Nominiert für den Sächsischen Förderpreis für Demokratie: Das Jugendforum Chemnitz

Von Simone Rafael

Gute Arbeit gegen Rechtsextremismus und Antisemitismus hat viele Gesichter – wir stellen Ihnen 15 ausgewählte Projekte vor, die für den Sächsischen Förderpreis für Demokratie nominiert sind. Projekt VI: Chemnitz überaltert und schrumpft. Das Jugendforum Chemnitz sucht Wege, um klar zu machen: Wir sind aber noch da. Und wir wollen mitreden.

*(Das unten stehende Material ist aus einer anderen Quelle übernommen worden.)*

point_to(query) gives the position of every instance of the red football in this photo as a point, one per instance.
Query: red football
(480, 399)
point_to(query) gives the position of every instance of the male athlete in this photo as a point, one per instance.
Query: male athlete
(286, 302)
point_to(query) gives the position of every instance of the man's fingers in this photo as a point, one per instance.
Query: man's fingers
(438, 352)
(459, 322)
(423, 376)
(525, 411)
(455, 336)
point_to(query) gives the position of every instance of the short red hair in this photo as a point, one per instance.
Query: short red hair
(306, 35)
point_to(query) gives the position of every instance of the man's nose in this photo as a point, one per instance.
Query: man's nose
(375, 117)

Auf dem Sehenswürdigkeiten-Schild an der Autobahn wirbt Chemnitz mit der Selbstcharakterisierung: „Stadt der Moderne“. Vermitteln kann Chemnitz die Botschaft nicht: Das den Menschen kleinmachende Imponiergehabe des sozialistischen Repräsentierbaus und der überdimensionierten Paradestraßen der siebziger DDR-Jahre prägt das Stadtbild bis heute. In den umliegenden Stadtteilen stehen ganze Straßenzüge leer. Chemnitz schrumpft. Seit der Wende verlor die Stadt über 20 Prozent ihrer Einwohner. Über ein Drittel seiner heutigen 245.000 Bewohner sind über 60 Jahre alt.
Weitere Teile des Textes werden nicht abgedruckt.